If subsidies are to lower cost of cultivation, then the NSSO survey of 2003, which shows that the cost of cultivation exceeds agricultural income in much of the country, amply demonstrates that the present complicated method of indirect subsidy is a conspicuous failure. Would it not be better to allow the Indian farmer to decide what he wishes to spend on by simply giving him the money directly? The idea that the farmer might spend his money on drink and drugs is baseless. Providing direct subsidy is a difficult but not impossible task, in terms of funds and implementation machinery.
If all farmers in India who own land up to four hectares or 10 acres (and this figure comes to 91 per cent of all farmers in India in the light of data provided by the Indian agriculture census of 1995-96) were to be given a flat subsidy of Rs 5,000 per hectare, it would still come to about Rs 49,000 crore, which is not much more than the present level of subsidy.
The sum would be less than 10 per cent of Indian agricultural GDP and far less than what many other countries do for their farmers. Compare this with the subsidy of $58,885 million that Japan provided to its agriculture in 1999. This amounted to 2.82 per cent of its GDP and 65 per cent of its AGDP. During the same period the US provided $54,009 million, which was 1.32 per cent of its GDP and 24 per cent of its AGDP.
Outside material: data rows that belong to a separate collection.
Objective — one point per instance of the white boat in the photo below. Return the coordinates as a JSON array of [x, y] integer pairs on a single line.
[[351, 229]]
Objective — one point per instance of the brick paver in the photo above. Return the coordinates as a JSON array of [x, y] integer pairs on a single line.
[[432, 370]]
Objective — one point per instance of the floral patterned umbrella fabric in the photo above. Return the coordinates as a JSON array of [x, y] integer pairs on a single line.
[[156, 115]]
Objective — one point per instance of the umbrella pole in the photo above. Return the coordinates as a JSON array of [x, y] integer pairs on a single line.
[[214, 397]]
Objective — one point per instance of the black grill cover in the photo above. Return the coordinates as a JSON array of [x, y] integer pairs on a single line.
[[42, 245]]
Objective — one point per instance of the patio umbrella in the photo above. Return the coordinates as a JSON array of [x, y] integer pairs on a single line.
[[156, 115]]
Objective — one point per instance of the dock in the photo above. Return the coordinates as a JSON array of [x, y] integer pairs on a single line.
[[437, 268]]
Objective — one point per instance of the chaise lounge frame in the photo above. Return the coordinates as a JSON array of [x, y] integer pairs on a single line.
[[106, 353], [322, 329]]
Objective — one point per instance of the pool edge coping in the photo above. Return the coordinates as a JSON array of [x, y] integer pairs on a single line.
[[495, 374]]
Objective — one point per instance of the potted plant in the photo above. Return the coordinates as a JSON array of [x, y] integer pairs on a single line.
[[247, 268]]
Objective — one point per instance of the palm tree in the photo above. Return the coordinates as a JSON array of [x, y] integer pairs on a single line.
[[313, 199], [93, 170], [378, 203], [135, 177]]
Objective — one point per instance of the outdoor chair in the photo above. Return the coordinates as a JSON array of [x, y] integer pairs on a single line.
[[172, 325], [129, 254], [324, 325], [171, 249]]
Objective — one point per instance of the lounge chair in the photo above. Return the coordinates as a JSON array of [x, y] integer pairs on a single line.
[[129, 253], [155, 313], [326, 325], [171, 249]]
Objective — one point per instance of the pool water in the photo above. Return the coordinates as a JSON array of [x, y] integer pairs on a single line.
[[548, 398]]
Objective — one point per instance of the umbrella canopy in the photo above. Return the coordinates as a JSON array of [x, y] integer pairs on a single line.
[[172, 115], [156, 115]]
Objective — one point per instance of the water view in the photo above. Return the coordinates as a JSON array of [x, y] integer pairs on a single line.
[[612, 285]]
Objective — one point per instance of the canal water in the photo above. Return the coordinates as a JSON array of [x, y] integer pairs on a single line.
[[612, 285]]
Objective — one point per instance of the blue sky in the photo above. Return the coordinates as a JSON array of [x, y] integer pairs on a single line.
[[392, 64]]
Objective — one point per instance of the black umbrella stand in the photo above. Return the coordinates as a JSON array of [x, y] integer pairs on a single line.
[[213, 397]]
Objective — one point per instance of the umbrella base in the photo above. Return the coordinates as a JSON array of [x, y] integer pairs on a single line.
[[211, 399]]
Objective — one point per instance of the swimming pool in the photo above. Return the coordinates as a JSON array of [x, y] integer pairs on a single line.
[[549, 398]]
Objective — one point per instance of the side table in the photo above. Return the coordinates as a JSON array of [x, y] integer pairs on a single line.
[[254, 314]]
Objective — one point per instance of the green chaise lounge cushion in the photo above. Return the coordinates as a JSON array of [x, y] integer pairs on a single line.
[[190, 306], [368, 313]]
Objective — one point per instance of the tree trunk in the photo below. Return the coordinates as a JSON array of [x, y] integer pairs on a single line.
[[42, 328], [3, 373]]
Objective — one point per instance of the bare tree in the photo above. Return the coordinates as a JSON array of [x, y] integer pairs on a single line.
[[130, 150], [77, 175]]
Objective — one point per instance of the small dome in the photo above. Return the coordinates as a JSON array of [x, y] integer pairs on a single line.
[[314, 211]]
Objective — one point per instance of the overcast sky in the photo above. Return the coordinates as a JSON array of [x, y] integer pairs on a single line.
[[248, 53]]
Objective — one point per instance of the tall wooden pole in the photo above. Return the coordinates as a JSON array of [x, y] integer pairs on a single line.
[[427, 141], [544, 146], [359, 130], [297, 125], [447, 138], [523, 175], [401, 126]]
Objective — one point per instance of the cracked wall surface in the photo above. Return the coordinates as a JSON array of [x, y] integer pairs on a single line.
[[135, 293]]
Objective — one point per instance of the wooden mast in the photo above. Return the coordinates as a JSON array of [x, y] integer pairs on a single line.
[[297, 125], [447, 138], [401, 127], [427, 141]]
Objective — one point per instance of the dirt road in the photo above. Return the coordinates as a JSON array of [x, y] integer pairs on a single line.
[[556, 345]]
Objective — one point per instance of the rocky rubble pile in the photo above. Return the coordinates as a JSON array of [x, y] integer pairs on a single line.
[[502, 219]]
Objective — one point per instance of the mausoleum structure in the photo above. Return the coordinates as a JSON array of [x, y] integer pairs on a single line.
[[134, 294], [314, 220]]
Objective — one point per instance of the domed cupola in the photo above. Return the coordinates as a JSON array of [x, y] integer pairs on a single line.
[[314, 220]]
It is assumed that the Indian government is incapable of distributing this money to the farmer. If the government were to ask one to repose faith in a babu, one would hesitate. But actually in this day and age, the task of distributing money is easily done by routing the money directly to the farmers’ bank account, which the government already does for most transactions with farmers.
The government already has an extensive system of land records at the village level, so that it is possible to know who sowed what crop in which field and in how much area. So, it should not be difficult to implement direct subsidies.
The writer teaches history at Panjab University, Chandigarh.